It marks the given threshold 1.43 (in red) and
the 50% and 75% quantiles (in blue).
We can also specify some gene sets (three in this case) that
we want to label explicitly in the GDI
plot.
genesList <- list(
"NPGs" = c("Nes", "Vim", "Sox2", "Sox1", "Notch1", "Hes1", "Hes5", "Pax6"),
"PNGs" = c("Map2", "Tubb3", "Neurod1", "Nefm", "Nefl", "Dcx", "Tbr1"),
"hk" = c("Calm1", "Cox6b1", "Ppia", "Rpl18", "Cox7c", "Erh", "H3f3a",
"Taf1", "Taf2", "Gapdh", "Actb", "Golph3", "Zfr", "Sub1",
"Tars", "Amacr")
)
GDIPlot(obj, cond = cond, genes = genesList, GDIThreshold = 1.40)
#> GDI plot
#> Removed 0 low GDI genes (such as the fully-expressed) in GDI plot
The percentage of cells expressing the gene in the third column of this data-frame is reported.

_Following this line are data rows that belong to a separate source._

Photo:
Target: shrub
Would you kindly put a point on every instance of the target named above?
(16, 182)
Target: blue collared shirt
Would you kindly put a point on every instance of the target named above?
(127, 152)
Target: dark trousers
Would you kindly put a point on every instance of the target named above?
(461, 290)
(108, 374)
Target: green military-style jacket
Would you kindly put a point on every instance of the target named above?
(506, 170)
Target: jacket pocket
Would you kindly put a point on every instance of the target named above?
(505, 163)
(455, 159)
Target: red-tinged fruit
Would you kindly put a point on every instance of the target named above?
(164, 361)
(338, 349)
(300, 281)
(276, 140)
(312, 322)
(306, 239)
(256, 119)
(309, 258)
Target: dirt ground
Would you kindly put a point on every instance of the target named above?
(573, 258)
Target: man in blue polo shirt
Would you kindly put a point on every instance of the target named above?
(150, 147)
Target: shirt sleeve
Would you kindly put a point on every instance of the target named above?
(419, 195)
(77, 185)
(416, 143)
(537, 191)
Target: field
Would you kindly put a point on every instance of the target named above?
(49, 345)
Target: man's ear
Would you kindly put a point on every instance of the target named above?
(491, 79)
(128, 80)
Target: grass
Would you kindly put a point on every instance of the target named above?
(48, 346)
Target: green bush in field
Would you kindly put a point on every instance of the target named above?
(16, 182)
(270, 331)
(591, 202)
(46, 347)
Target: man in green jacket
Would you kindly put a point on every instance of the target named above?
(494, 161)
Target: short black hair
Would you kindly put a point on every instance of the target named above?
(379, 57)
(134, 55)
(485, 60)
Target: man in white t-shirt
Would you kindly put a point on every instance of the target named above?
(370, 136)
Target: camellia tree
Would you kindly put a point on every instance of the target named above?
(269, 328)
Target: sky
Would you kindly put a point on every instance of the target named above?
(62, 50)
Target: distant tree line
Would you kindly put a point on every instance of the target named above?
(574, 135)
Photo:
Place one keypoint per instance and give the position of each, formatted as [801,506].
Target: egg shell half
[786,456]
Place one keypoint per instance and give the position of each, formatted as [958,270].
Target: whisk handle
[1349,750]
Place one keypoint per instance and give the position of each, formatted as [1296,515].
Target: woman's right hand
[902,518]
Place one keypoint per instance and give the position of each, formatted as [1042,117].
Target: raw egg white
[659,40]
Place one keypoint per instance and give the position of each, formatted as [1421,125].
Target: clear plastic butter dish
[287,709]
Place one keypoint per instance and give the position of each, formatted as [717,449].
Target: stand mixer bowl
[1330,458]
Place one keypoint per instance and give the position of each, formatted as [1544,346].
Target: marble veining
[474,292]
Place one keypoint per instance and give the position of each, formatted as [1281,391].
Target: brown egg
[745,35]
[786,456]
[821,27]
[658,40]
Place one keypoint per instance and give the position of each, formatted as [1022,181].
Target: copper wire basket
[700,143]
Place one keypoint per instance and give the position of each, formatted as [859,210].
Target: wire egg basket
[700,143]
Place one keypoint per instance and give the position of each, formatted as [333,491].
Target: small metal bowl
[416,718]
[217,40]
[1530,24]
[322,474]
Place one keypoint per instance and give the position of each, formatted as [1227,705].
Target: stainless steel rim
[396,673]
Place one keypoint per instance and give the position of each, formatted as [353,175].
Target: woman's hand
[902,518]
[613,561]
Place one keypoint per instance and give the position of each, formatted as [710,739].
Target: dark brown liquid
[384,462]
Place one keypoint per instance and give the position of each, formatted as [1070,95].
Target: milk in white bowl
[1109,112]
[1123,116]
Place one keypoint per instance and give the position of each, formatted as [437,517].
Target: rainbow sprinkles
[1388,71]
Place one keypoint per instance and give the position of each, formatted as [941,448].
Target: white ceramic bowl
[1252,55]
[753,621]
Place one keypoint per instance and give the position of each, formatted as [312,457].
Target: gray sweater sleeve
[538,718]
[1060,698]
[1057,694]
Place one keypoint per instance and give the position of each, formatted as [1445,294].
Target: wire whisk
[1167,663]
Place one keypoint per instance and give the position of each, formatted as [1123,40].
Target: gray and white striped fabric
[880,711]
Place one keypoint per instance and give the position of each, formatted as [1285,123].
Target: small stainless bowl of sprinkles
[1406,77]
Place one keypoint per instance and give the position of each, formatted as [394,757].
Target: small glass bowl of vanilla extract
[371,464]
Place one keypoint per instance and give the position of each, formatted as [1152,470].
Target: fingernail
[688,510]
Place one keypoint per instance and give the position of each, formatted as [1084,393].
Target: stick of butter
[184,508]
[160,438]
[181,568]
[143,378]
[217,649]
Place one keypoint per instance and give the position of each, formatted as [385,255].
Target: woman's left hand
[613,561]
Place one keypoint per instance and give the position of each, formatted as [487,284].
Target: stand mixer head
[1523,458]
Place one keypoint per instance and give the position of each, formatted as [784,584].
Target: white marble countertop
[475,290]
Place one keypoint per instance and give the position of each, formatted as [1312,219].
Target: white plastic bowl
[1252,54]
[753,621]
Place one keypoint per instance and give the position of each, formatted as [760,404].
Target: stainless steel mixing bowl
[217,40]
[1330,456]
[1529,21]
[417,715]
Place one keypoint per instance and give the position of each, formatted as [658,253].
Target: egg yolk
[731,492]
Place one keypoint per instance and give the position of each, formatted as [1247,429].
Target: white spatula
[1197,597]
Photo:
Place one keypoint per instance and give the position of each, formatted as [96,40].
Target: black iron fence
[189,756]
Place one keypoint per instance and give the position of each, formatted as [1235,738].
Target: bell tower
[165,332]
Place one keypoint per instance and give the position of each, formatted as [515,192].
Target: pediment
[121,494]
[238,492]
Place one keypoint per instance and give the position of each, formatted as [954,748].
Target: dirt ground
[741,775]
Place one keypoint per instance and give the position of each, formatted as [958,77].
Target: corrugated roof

To perform the Gene Pair Analysis, we can plot a heatmap of the COEX
values
between two gene sets.
We have to define the different gene sets (list.genes
) in a list.
Then we can choose which sets to use in the function parameter sets
(for example, from 1 to 3).
We also have to provide an array of the file name prefixes for each condition
(for example, “mouse_cortex_E17.5”).
In fact, this function can plot genes relationships across many different
conditions to get a complete overview.
plot(heatmapPlot(obj, genesLists = genesList))
#> heatmap plot: START
#> Hangling COTAN object with condition: mouse_cortex_E17.5
#> calculating PValues: START
#> Get p-values on a set of genes on columns and on a set of genes on rows
#> calculating PValues: DONE
#> min coex: -0.475089564305104 max coex: 0.456662313361164
We can also plot a general heatmap of COEX
values based on some markers like
the following one.
plot(genesHeatmapPlot(obj, primaryMarkers = c("Satb2", "Bcl11b", "Vim", "Hes1"),
pValueThreshold = 0.001, symmetric = TRUE))
#> calculating PValues: START
#> Get p-values genome wide on columns and genome wide on rows
#> calculating PValues: DONE
plot(genesHeatmapPlot(obj, primaryMarkers = c("Satb2", "Bcl11b", "Fezf2"),
secondaryMarkers = c("Gabra3", "Meg3", "Cux1", "Neurod6"),
pValueThreshold = 0.001, symmetric = FALSE))
Sometimes we can also be interested in the numbers present directly in the contingency tables for two specific genes. To get them we can use two functions:
contingencyTables()
to produce the observed and expected data
print("Contingency Tables:")
#> [1] "Contingency Tables:"
contingencyTables(obj, g1 = "Satb2", g2 = "Bcl11b")
#> $observed
#> Satb2.yes Satb2.no
#> Bcl11b.yes 47 149
#> Bcl11b.no 287 369
#>
#> $expected
#> Satb2.yes Satb2.no
#> Bcl11b.yes 82.78537 113.2154
#> Bcl11b.no 251.21413 404.7851
print("Corresponding Coex")
#> [1] "Corresponding Coex"
getGenesCoex(obj)["Satb2", "Bcl11b"]
#> [1] -0.2028008
Another useful function is getGenesCoex()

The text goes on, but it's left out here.